Technological solutions have been proposed that address one or more parts of this problem, but are too expensive or yield incomplete results. Numerous procedures are known for moving contaminated sludge, but transported material has to be processed and, in some cases, shielded from exposure to the environment to prevent further contamination of the environment, particularly when volatile contaminants are present. Thus, decontamination technology should take into account transportation, end-use, and cost savings for each of these areas.
Decontamination technology exists for handling sludges, including, for example, ex situ biological treatment (i.e., composting and landfarming), ex situ physical/chemical treatment (i.e., soil solidification, soil stabilization and solvent extraction) and other treatments, such as volatilization, soil washing, pump and treat systems, slurry phase bioremediation etc. Because of the special difficulty in removing organic materials, ex situ thermal treatment (i.e., high temperature thermal desorption, hot gas decontamination, incineration, low temperature thermal desorption, rotary kiln) or biological conversion as described in U.S. Pat. Nos. 4,750,436, 4,079,003, 5,172,709, 5,855,666 may be used to eliminate such contaminants. In each case, however, the procedure and materials for removing a given contaminant is not integrated sufficiently with the removal of other contaminants and with a low cost method that leaves the sludge in a ready to transport form.

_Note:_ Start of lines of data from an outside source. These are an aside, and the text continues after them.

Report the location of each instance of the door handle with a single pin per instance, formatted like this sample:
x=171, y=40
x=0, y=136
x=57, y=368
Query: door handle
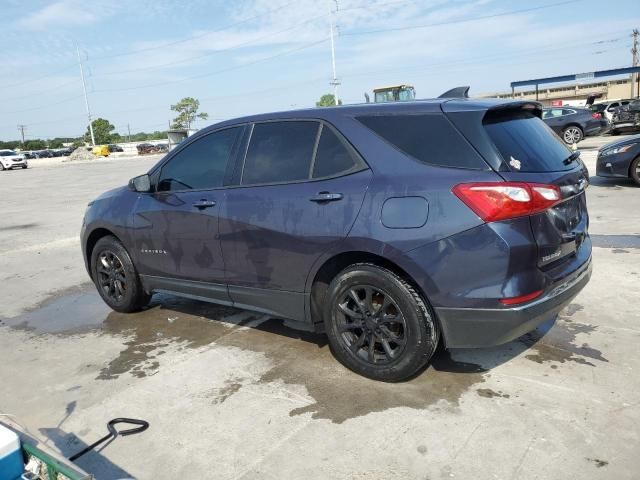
x=326, y=197
x=202, y=204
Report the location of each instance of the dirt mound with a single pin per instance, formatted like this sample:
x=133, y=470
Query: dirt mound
x=80, y=154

The non-comprehensive approaches to remediation exemplified above are not sufficiently low cost or incorporated into a system that isolates contaminants from the environment during processing with conversion into a less-toxic form for transportation to a site for beneficial end use. Transfer of material to a toxic landfill, for example, or its entrapment within a matrix possessing a long (but limited) life is not a permanent solution. Such measures actually may incur future liability as the legal system evolves to address the long-term problem. Further, many, if not most of these processing techniques do not treat a wide range of contaminants. For example, most present biological processes such as composting and air-sparging do not alleviate the problem of toxic metals in the contaminated sludge. Furthermore, some techniques such as soil stabilization, incineration, and pump/treatment generate a large volume of secondary waste that is difficult to control. These procedures are high cost and fairly inflexible with respect to proximity to a particular site.
In sum, the problem of sludge remediation is multifactorial and raises processing concerns such as environmental contamination during remediation processing and movement, low cost transport of material and disposal of remediated material after conversion into an enhanced use form. A more comprehensive method that address all such factors in a low cost manner is needed.